1st Chief Minister of Gazankulu
- In office 1 February 1973 – 25 March 1993
- Preceded by: Himself (as Chief Councillor of Vatsonga)
- Succeeded by: Edward Mhinga

Personal details
- Born: 11 July 1920 Tzaneen, Transvaal Province, South Africa
- Died: 23 March 1993 (aged 72) Johannesburg, Transvaal Province, South Africa
- Resting place: Heroes Arces, Old Parliamentary Complex, Giyani
- Party: Ximoko Progressive Party
- Spouse: Beatrice Nina Ntsanwisi nee. Ntloko
- Children: 4
- Alma mater: Lemana College, University of Fort Hare, University of South Africa, Georgetown University
- Occupation: Teacher, Chief Inspector, Church Moderator, Professor, Chief Minister
- Profession: Teacher, Author, Politician
- Tribal Authority: Chief of the Majeje Tribal Authority

= Hudson William Edison Ntsanwisi =

South African politician (1920–1993)

Hudson William Edison Ntsanwisi (11 July 1920 - 23 March 1993) was the first Chief Minister of Gazankulu, a former bantustan in apartheid-era South Africa.

== Biography ==
Ntsanwisi was the first of three children born to William and Evelyn Ntsanwisi on 11 July 1920 at Shiluvane Swiss Mission Station, 30 km south of Tzaneen, Transvaal Province of South Africa. Hudson Ntsanwisi had a meritorious school career. He attended the Shiluvane Primary School where he passed the Higher Primary Standard VI Examination in 1935, being placed first in the Transvaal Province, he taught at Emmarentia Geldenhuys High School in Warmbaths, now known as Bela-Bela and then enrolled at the University of Fort Hare to finish his final year doing a BA degree. He later enrolled at the University of South Africa, where he obtained a master's degree in African studies in 1965. He then went on to attend Georgetown University in the United States, where he studied linguistics.
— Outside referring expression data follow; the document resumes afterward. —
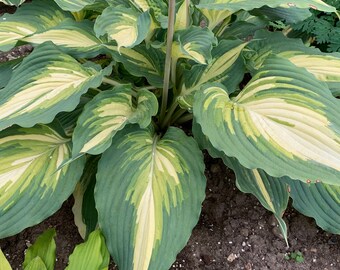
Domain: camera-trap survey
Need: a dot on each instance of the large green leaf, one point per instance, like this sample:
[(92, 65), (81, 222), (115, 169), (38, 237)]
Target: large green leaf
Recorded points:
[(27, 20), (46, 83), (12, 2), (226, 67), (91, 255), (236, 5), (142, 62), (126, 26), (271, 192), (44, 248), (4, 264), (158, 186), (31, 188), (108, 113), (283, 122), (74, 5), (324, 66), (75, 38), (84, 208), (319, 201), (194, 43)]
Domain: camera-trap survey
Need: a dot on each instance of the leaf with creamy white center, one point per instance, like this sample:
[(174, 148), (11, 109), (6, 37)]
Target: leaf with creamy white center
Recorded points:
[(141, 61), (126, 26), (108, 113), (4, 264), (283, 117), (194, 43), (27, 20), (29, 180), (236, 5), (74, 5), (156, 204), (319, 201), (270, 191), (47, 82), (44, 248), (90, 255), (324, 66), (75, 38), (226, 67)]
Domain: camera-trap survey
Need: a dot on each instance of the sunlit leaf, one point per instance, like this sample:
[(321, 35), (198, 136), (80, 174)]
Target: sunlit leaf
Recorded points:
[(162, 193)]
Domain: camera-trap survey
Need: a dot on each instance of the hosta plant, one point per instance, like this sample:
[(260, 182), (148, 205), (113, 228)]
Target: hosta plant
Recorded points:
[(97, 108)]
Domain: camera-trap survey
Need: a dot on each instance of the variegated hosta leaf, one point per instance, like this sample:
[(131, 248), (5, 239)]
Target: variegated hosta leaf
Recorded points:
[(74, 5), (194, 43), (27, 20), (12, 2), (283, 122), (215, 16), (91, 255), (319, 201), (31, 188), (142, 62), (271, 192), (46, 83), (158, 186), (108, 113), (75, 38), (126, 26), (324, 66), (236, 5), (6, 70), (226, 67), (44, 247), (4, 264)]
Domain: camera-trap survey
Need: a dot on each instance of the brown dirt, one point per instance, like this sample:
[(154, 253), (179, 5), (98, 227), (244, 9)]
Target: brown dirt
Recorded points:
[(234, 232)]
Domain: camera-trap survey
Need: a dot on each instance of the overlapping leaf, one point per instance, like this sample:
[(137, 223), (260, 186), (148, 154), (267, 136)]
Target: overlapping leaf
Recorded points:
[(27, 20), (161, 194), (236, 5), (271, 192), (226, 67), (108, 113), (46, 83), (126, 26), (324, 66), (44, 248), (91, 255), (142, 62), (74, 5), (319, 201), (31, 188), (75, 38), (84, 208), (283, 122), (194, 43)]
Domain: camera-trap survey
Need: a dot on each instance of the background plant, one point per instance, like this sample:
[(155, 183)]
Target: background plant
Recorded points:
[(95, 111)]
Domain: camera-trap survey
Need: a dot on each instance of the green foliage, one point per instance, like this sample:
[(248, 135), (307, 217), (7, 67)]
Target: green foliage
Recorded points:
[(96, 109)]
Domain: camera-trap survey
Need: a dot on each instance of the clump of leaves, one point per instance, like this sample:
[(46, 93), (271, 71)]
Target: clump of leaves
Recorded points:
[(96, 110)]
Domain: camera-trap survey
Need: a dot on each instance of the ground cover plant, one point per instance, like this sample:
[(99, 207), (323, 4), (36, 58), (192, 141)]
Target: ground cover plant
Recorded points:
[(96, 109)]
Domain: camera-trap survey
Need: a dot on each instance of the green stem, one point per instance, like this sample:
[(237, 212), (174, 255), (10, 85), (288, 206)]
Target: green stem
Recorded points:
[(111, 82), (184, 118), (167, 68)]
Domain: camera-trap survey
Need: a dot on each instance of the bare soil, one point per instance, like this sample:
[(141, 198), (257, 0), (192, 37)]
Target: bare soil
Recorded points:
[(234, 232)]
After graduating from the University of Fort Hare, he founded Shiluvane Secondary School in 1949. In 1960 he was seconded to the University of the North, where he was attached to the Department of African Languages. He later served as dean of students.
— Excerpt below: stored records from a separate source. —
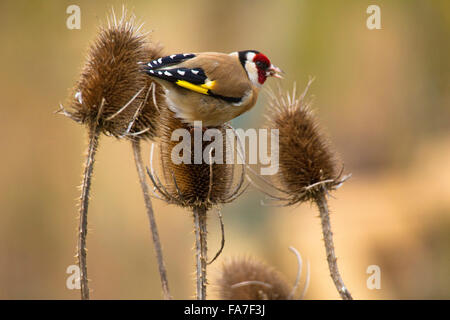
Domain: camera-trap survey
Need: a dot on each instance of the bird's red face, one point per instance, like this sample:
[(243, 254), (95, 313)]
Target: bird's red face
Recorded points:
[(265, 68)]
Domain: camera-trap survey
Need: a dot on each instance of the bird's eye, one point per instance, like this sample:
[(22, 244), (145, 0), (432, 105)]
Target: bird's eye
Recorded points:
[(261, 65)]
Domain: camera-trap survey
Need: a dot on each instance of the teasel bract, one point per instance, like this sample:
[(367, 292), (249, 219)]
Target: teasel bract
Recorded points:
[(307, 167), (196, 186), (114, 97), (246, 278)]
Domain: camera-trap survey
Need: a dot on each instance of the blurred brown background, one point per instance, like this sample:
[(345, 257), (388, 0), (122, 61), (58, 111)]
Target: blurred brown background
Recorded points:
[(382, 95)]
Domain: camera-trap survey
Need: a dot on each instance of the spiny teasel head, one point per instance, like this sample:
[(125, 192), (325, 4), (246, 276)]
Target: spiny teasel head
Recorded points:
[(307, 166), (193, 184), (249, 279), (113, 93)]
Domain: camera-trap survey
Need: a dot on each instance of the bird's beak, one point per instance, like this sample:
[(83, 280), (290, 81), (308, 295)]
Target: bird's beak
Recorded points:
[(273, 71)]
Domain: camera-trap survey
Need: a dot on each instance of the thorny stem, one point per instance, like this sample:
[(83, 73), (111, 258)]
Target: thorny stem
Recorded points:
[(151, 217), (201, 250), (322, 204), (84, 203)]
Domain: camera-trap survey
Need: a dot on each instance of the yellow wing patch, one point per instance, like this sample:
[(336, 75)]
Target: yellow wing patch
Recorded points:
[(203, 88)]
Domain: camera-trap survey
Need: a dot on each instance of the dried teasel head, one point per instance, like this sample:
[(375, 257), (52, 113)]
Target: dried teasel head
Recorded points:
[(113, 93), (248, 279), (307, 166), (194, 184)]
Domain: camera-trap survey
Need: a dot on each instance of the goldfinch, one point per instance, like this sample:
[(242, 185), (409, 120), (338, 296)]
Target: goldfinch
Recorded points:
[(211, 87)]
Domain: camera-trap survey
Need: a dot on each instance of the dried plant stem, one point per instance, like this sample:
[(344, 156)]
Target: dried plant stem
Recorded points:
[(151, 217), (84, 203), (322, 204), (201, 250)]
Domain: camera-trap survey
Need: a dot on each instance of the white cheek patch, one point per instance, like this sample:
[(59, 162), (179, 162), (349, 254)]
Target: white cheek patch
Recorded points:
[(252, 72), (250, 56)]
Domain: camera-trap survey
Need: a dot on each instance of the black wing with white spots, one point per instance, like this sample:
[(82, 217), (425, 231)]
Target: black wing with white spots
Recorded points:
[(169, 60), (195, 76)]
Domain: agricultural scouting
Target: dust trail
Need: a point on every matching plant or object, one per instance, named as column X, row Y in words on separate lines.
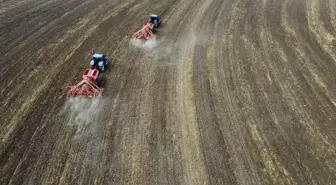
column 162, row 54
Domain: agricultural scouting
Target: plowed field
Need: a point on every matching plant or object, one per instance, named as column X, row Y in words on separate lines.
column 231, row 92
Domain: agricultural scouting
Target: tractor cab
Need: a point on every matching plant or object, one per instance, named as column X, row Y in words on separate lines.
column 99, row 61
column 98, row 57
column 155, row 20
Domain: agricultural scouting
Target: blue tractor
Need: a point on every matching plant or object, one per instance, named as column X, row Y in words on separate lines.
column 99, row 61
column 155, row 19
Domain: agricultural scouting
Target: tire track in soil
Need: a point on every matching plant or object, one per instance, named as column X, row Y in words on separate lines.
column 233, row 92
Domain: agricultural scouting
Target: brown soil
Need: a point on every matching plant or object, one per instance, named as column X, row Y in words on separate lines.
column 232, row 92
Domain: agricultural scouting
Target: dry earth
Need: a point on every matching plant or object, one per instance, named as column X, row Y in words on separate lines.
column 232, row 92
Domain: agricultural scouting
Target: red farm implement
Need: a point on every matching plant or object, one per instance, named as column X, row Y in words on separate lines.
column 88, row 86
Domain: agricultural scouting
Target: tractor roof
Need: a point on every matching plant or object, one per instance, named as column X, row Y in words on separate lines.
column 97, row 55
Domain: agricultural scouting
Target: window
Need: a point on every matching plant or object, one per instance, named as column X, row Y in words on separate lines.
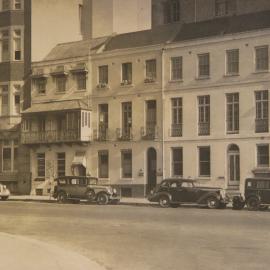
column 127, row 73
column 204, row 65
column 171, row 11
column 232, row 61
column 263, row 155
column 126, row 163
column 126, row 120
column 233, row 113
column 41, row 85
column 60, row 83
column 261, row 121
column 151, row 72
column 5, row 45
column 204, row 161
column 17, row 45
column 5, row 4
column 103, row 164
column 177, row 162
column 103, row 74
column 176, row 68
column 4, row 103
column 81, row 81
column 177, row 117
column 262, row 59
column 204, row 115
column 17, row 103
column 7, row 158
column 61, row 164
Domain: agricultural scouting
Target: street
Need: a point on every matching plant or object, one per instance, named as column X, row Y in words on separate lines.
column 126, row 237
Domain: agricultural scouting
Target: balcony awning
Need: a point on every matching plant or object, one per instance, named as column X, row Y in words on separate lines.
column 65, row 105
column 79, row 160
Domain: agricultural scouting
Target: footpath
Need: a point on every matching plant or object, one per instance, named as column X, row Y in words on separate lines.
column 29, row 254
column 48, row 199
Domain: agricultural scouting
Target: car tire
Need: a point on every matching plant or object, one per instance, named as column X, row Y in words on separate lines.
column 238, row 203
column 164, row 201
column 90, row 195
column 253, row 203
column 212, row 203
column 62, row 197
column 102, row 199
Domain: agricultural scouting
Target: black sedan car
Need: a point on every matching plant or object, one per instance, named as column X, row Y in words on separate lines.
column 173, row 192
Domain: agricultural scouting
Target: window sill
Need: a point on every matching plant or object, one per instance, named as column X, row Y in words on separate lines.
column 231, row 75
column 127, row 85
column 203, row 78
column 261, row 71
column 176, row 81
column 127, row 179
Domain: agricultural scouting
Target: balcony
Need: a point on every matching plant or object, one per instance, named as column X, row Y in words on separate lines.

He was the first African layman to hold the position of moderator of the Tsonga Presbyterian Church, now known as the Evangelical Presbyterian Church in South Africa -an office he held for a period of 12 years. During this period he attended international church conferences in Africa and overseas as a delegate of the church.

Ntsanwisi was also a prolific writer in his subject. He published a novel "Masungi" in Xitsonga, and a series of Tsonga Readers for Primary Schools, Makomba Ndlela. He was the first African author to write such a series. He also published one scientific work in Linguistics entitled "A Descriptive Study of the Idiom in Tsonga".

After returning to South Africa, he worked as a teacher, and later as a school inspector in 1956 in the northern Transvaal Province. He became the first Chief Minister of Vatsonga-Machangana Territorial Authority (which was later renamed Gazankulu) in 1969. He served as Chief Minister until his death in 1993. In 1979, the Legislative Assembly in recognition of his dedicated, distinguished and devoted service, conferred on him the Chieftainship of Majeje which he finally accepted in 1985. In 1980, the degree of Doctor of Administration(Honoris Causa) was conferred on him by the University of the North in recognition of his contribution to education and nation building.

Ntsanwisi was an offspring of the Maluleke Royal House. He was a great-grandson of Majeje, the son of the great Chieftain Maxakadzi of the Maluleke clan.

Ntsanwisi was a supporter of South African President F.W. de Klerk and Nelson Mandela, and their reforms which ultimately led to the end of apartheid in 1994.

===Ximoko===
Ntsanwisi founded the Ximoko cultural organisation in 1984, which became a political party in 1990.